The move to stop QT is more technical than stimulative. Liquidity in the overnight fed funds market has begun to dry up. That is akin to diving into a pool that is half full; the risk of getting hurt goes up. The Fed is attempting to keep the water level high enough to avoid an accident.
Powell repeated his refrain that there is “no risk-free path for policy.” The Fed’s mandate has shifted from a dual mandate to promote price stability and full employment to a dueling mandate. Inflation and unemployment are edging up in tandem. We have not seen anything like that since the 1970s; it is the Fed’s job to ensure we do not get a persistent bout of stagflation.
The Fed is careful not to repeat the mistakes of the past.
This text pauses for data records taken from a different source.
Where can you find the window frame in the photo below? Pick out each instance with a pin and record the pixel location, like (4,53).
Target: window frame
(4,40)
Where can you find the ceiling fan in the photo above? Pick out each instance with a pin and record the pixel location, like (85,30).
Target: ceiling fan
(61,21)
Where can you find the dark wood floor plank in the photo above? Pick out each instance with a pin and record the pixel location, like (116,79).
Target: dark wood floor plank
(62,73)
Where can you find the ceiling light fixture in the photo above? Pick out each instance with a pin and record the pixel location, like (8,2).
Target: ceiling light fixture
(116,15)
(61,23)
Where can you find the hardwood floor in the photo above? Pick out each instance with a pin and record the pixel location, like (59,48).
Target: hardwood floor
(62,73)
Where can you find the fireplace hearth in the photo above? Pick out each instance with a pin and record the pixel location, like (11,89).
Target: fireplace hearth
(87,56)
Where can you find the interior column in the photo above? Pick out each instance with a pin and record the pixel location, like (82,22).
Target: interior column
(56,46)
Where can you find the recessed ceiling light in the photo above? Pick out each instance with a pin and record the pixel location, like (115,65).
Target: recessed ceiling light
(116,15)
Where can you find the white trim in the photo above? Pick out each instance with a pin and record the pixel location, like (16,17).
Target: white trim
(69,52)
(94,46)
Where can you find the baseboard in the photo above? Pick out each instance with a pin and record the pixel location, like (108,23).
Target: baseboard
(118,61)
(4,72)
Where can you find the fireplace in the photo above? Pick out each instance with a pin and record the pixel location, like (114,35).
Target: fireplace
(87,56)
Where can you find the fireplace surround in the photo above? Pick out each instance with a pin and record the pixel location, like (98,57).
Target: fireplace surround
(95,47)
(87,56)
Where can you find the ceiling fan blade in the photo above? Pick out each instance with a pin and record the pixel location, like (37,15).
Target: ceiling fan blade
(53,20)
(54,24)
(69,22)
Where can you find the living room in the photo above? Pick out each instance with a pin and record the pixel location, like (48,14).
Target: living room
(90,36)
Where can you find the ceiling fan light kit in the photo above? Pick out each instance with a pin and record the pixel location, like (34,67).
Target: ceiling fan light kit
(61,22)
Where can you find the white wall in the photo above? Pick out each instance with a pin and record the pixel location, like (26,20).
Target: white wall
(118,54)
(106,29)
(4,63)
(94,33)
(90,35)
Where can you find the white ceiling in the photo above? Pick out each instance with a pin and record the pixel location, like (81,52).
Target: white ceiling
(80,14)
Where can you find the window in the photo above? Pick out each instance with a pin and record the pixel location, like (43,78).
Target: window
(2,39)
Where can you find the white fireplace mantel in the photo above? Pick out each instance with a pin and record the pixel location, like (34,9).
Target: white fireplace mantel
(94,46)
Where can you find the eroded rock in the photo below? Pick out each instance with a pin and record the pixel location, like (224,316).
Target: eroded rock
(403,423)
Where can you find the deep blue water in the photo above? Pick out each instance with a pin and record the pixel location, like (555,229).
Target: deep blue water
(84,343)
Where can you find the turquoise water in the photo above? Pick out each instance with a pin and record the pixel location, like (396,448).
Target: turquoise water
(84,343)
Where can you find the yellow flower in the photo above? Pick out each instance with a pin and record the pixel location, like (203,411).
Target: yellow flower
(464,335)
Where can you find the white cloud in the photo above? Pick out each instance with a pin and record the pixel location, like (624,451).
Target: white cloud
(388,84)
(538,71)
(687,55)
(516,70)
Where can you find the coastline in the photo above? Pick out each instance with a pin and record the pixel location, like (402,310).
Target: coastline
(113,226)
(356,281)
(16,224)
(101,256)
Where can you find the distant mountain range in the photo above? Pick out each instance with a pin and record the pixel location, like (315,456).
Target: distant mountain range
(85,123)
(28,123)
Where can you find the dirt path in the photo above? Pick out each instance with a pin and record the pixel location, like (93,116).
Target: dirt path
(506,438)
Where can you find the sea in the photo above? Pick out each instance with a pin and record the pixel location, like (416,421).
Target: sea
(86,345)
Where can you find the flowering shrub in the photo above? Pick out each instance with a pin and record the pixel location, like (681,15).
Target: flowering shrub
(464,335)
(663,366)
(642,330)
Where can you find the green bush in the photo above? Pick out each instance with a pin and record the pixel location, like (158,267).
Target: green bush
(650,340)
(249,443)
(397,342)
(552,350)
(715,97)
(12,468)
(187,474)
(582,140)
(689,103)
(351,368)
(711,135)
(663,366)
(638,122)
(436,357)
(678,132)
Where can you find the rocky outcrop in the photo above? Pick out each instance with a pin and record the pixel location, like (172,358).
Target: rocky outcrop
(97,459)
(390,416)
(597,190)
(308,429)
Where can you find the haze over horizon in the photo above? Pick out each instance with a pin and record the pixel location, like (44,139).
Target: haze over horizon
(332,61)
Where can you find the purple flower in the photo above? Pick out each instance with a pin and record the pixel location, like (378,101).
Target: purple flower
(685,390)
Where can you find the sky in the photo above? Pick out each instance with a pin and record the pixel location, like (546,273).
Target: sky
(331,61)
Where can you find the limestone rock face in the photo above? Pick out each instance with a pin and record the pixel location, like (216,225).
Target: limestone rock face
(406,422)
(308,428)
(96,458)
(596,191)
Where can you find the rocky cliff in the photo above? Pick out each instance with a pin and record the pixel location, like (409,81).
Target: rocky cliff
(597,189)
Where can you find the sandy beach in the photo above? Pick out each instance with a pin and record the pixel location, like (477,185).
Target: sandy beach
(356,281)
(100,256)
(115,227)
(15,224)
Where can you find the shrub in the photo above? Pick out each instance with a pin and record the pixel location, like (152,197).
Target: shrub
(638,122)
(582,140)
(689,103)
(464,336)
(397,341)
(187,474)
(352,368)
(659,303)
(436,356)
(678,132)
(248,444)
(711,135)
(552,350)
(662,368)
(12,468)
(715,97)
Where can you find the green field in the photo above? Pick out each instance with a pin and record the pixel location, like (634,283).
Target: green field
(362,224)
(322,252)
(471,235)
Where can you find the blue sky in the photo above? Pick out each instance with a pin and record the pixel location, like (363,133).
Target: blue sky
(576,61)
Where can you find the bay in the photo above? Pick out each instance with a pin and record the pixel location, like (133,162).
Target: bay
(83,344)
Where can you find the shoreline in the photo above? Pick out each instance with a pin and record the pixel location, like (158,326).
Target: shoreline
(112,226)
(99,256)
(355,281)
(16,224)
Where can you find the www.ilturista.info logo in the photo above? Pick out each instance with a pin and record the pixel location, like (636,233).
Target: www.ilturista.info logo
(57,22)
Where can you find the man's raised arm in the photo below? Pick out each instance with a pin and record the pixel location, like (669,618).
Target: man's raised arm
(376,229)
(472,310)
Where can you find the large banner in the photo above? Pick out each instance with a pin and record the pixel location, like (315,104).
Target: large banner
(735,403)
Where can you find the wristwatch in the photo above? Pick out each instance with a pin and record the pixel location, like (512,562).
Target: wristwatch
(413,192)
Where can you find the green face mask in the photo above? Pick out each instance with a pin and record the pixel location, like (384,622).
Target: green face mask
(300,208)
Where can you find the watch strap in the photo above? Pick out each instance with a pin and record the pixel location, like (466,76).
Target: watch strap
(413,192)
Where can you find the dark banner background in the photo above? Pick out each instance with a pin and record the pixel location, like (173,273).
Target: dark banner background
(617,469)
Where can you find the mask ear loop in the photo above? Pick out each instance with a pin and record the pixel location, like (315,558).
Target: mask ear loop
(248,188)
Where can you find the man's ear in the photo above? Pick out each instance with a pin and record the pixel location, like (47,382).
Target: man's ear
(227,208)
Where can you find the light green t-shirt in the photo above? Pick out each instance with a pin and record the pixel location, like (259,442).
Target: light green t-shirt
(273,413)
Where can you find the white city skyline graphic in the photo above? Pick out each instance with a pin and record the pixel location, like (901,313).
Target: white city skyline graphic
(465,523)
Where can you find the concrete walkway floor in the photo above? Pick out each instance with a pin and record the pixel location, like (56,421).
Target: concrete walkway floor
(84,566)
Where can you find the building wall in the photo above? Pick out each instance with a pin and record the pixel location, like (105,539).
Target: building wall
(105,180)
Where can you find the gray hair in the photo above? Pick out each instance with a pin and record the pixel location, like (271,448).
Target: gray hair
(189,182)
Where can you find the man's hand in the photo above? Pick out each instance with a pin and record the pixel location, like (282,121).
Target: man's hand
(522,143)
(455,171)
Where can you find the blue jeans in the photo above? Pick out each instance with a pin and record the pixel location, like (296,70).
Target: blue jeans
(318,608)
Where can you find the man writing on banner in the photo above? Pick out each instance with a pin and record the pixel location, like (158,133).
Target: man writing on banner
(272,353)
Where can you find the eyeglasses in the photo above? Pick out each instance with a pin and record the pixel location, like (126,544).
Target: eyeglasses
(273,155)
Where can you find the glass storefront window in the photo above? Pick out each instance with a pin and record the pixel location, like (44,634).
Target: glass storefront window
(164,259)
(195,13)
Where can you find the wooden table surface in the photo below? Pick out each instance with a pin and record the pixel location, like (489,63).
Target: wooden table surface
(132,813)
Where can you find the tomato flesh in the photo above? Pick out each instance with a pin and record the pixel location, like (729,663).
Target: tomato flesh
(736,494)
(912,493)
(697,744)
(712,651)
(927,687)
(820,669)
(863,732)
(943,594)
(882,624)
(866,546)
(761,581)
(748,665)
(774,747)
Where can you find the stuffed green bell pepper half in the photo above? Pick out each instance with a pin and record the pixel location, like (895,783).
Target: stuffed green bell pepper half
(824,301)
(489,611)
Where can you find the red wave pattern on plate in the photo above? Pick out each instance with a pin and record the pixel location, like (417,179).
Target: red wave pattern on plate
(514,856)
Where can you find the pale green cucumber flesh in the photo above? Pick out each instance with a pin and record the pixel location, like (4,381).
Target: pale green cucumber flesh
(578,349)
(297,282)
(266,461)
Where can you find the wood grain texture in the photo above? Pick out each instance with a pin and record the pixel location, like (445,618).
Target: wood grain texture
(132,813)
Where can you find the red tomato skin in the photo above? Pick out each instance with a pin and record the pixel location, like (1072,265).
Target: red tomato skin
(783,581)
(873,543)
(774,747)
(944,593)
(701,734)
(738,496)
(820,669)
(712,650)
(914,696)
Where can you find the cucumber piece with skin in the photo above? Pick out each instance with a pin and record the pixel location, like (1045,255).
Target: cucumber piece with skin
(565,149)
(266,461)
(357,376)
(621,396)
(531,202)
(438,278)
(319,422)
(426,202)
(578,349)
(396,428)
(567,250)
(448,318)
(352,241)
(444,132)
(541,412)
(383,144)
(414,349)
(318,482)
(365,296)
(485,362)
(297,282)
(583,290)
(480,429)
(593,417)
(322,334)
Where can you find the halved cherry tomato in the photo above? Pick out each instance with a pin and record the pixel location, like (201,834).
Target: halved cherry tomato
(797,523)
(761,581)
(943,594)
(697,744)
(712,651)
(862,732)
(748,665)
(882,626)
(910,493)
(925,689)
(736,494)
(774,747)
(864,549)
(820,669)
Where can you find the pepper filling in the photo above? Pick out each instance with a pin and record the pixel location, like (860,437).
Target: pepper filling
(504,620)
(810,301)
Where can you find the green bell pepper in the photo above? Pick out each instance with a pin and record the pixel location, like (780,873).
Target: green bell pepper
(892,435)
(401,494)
That does not preclude it making new mistakes. Full employment cannot be accomplished without price stability. We are not there yet.
The Fed is divided in its decision to cut rates again.
Diane Swonk
KPMG Chief Economist
Bottom Line
The Fed is divided in its decision to cut rates again. That debate will heat up along with inflation as we get closer to December as the unemployment rate rises. A rate cut in December is not a done deal. We currently expect the Fed to cut one more time in December due to labor market weakness, but the optics of a cut while inflation is still moving up are not pretty. (Understatement.)